Tuesday, 5 December 2006

"Challenge/response filters have more Achilles' heels than they have feet"

I am such a media whore. That was your humble blogger, quoted in an InformationWeek article:

Spam Filtering Floods Innocent Inboxes
Do challenge/response spam filtering systems create more problems than they solve? One analyst argues against them.
By Thomas Claburn

Two weeks ago, Ferris Research messaging analyst Richi Jennings awoke to find his e-mail inbox filling with spam at a rate of about a message per second. Over the course of two days, a spammer using a bot net -- a collection of PCs that have been subverted through security exploits to send spam -- sent an estimated 10 million messages that purported to come from several of Jennings's e-mail addresses.

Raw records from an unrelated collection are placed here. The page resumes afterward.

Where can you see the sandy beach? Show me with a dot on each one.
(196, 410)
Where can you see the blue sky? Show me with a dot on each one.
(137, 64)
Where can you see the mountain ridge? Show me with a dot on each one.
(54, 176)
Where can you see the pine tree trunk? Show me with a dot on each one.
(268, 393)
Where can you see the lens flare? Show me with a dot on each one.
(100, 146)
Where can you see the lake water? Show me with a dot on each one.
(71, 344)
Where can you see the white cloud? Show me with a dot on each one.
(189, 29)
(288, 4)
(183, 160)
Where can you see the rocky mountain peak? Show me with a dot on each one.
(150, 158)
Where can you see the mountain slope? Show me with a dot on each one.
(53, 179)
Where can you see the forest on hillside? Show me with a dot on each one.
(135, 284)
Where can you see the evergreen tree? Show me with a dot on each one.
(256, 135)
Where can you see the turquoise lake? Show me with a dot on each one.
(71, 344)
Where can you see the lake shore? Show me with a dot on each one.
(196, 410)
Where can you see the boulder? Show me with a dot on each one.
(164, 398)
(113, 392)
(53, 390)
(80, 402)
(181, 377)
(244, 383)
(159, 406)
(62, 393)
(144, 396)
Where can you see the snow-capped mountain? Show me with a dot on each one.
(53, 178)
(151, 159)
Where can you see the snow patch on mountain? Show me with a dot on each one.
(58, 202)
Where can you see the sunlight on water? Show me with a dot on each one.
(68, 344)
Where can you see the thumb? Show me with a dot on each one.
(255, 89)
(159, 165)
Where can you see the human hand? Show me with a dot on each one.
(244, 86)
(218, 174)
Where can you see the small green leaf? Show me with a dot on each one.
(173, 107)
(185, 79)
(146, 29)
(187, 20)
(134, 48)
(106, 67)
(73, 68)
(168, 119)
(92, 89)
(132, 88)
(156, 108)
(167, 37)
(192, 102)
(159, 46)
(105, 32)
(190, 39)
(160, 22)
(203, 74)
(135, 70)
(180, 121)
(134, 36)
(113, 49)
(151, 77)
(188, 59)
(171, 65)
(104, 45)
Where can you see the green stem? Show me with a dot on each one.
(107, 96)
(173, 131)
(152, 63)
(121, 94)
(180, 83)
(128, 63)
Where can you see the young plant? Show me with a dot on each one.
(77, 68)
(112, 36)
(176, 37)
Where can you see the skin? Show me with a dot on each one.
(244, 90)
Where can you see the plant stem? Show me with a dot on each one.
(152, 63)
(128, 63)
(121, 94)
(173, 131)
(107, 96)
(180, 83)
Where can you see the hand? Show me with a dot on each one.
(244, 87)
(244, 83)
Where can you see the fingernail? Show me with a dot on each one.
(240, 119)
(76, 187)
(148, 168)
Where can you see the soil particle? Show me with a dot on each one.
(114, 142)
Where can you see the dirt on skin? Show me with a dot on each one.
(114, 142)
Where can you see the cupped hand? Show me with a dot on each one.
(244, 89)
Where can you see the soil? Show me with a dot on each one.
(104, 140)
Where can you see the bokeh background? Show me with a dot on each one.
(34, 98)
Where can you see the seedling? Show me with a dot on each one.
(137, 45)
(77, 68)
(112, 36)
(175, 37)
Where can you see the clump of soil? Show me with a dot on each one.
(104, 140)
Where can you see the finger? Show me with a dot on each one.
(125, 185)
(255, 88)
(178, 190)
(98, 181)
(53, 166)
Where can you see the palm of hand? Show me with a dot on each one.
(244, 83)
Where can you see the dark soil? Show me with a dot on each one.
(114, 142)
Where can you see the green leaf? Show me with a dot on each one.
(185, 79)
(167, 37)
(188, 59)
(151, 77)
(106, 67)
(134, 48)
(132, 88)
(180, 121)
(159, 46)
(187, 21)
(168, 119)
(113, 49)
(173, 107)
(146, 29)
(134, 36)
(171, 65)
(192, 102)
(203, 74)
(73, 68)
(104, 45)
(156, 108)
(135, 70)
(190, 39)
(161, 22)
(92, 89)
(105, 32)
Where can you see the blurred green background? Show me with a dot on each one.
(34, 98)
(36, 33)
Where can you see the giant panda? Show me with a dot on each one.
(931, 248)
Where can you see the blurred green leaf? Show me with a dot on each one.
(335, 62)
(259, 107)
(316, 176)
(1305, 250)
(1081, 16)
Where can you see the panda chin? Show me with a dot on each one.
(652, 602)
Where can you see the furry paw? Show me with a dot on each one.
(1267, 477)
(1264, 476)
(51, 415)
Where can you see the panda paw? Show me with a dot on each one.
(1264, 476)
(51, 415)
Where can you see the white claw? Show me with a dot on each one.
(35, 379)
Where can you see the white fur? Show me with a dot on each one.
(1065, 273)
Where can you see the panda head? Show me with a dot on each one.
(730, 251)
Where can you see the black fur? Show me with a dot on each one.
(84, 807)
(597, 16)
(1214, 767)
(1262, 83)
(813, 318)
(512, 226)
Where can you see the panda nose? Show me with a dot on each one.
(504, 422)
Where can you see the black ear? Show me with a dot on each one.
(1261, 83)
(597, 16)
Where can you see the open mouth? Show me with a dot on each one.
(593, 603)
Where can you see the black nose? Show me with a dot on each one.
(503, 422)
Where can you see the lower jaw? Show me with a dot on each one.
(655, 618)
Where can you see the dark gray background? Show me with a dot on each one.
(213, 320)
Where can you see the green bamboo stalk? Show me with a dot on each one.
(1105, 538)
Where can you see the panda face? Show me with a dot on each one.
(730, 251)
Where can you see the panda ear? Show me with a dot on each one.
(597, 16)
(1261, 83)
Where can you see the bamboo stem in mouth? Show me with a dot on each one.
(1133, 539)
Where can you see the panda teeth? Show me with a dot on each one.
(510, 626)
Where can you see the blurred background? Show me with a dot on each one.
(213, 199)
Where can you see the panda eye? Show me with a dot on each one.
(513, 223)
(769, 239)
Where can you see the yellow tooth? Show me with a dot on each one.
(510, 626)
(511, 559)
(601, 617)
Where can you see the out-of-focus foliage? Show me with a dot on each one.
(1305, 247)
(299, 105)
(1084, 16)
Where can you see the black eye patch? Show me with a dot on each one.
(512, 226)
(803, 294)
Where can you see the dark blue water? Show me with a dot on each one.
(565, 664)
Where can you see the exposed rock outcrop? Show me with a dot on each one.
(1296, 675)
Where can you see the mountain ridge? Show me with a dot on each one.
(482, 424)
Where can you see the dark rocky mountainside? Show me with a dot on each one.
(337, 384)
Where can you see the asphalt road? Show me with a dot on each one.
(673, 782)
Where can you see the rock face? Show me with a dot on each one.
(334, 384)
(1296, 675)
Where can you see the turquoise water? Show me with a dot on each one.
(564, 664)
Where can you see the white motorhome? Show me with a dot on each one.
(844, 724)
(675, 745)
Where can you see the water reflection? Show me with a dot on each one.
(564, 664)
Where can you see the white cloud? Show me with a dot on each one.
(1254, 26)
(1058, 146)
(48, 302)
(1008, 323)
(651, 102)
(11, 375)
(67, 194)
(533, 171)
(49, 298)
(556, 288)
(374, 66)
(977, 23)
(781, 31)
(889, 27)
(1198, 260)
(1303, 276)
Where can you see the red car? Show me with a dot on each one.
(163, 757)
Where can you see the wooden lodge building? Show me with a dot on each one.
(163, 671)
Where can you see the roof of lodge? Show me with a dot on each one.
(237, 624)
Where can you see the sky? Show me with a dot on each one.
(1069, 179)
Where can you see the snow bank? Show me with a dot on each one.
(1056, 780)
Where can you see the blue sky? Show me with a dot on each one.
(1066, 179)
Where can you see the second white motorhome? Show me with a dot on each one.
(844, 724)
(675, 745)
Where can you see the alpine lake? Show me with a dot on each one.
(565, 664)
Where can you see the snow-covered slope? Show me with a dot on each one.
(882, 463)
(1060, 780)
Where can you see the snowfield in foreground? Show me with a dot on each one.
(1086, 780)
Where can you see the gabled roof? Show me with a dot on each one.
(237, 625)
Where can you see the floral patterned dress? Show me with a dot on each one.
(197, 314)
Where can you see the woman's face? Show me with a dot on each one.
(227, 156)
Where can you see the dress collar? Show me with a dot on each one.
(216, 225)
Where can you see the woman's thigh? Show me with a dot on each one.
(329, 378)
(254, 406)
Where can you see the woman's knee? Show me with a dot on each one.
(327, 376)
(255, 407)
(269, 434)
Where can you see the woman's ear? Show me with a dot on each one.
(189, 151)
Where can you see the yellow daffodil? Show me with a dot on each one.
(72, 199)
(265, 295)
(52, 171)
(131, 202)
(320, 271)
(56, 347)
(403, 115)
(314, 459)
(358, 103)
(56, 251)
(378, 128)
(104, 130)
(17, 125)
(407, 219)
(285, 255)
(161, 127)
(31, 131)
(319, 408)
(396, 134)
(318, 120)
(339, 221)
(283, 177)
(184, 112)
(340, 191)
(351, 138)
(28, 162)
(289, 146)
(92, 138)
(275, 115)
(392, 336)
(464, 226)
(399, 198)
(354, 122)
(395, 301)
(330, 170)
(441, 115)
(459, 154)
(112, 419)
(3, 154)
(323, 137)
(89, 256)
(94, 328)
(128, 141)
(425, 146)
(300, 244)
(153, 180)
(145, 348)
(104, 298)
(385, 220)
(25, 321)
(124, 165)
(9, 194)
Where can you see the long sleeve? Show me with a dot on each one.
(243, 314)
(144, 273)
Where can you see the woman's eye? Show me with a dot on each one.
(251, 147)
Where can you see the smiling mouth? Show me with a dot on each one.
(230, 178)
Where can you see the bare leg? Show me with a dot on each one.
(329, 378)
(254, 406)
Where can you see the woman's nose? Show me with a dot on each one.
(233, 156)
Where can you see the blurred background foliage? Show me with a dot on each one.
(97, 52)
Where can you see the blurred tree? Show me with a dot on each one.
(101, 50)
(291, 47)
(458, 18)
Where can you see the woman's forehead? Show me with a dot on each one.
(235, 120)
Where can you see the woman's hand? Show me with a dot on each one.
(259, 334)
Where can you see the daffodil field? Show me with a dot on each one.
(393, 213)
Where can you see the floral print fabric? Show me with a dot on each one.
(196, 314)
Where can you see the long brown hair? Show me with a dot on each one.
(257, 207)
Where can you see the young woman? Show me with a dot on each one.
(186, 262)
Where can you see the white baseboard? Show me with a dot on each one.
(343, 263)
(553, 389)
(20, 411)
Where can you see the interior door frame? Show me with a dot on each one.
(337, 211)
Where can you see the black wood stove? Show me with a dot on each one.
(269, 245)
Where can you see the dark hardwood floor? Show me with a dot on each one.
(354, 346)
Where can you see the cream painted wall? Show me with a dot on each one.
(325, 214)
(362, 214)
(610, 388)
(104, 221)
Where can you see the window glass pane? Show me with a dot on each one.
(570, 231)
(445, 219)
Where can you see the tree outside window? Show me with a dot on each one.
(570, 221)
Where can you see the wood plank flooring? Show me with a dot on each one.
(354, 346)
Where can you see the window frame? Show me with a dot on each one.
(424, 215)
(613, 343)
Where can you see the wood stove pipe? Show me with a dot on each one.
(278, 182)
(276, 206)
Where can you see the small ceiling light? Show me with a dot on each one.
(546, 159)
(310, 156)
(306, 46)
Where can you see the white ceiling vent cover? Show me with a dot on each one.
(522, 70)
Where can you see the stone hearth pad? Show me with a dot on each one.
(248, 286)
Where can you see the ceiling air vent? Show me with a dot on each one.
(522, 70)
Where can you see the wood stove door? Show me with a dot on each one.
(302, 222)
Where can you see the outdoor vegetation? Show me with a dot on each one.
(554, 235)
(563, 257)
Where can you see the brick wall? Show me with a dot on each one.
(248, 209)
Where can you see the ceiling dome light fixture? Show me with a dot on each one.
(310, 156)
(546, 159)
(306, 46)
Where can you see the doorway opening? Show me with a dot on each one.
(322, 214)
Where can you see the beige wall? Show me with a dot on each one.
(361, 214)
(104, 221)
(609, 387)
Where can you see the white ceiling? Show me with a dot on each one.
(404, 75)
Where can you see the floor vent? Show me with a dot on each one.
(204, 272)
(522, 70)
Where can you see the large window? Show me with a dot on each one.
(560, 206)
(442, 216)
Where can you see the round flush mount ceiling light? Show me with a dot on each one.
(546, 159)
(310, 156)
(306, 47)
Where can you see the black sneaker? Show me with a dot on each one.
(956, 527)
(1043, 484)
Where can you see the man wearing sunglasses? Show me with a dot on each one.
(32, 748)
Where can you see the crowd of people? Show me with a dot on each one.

That resulted in more than 25,000 bounce messages, from ISPs that return spam to the supposed sender (rather than deleting it) and from challenge/response filters that reply to spam with a note asking the listed sender to answer a challenge question before the initial message gets delivered.
...
Despite the fact the Symantec's Brightmail service did "an impressively good job" in blocking most of the bounced e-mails, Jennings nonetheless had to deal with hundreds of unwanted messages.
...
"Over the last year or two, I've spoken to countless challenge/response filter vendors and they all have their own excuse about why their solution is completely different, and really, yes, they agree this is a problem with badly written challenge/response spam filters, but their spam filter would never do anything so stupid and broken," says Jennings. "And of course I'm looking at an example from just about every one of those vendors that I got two weeks ago."
...
Tal Golan, CTO, president, and founder of Sendio, maker of a challenge/response e-mail appliance used by more than 150 enterprise consumers, disagrees strongly with Jennings's assertion that challenge-based filtering has problems. "Without question, the benefit to the whole community at large drastically outweighs that FUD [fear, uncertainty, and doubt] that's out there in the marketplace that somehow challenge/response makes the problem worse," he says. "The real issue is that filters don't work. From our perspective, challenge/response is the only solution. This whole concept of backscatter is just not true. Very, very rarely do spammers forge the e-mail addresses of legitimate companies anymore."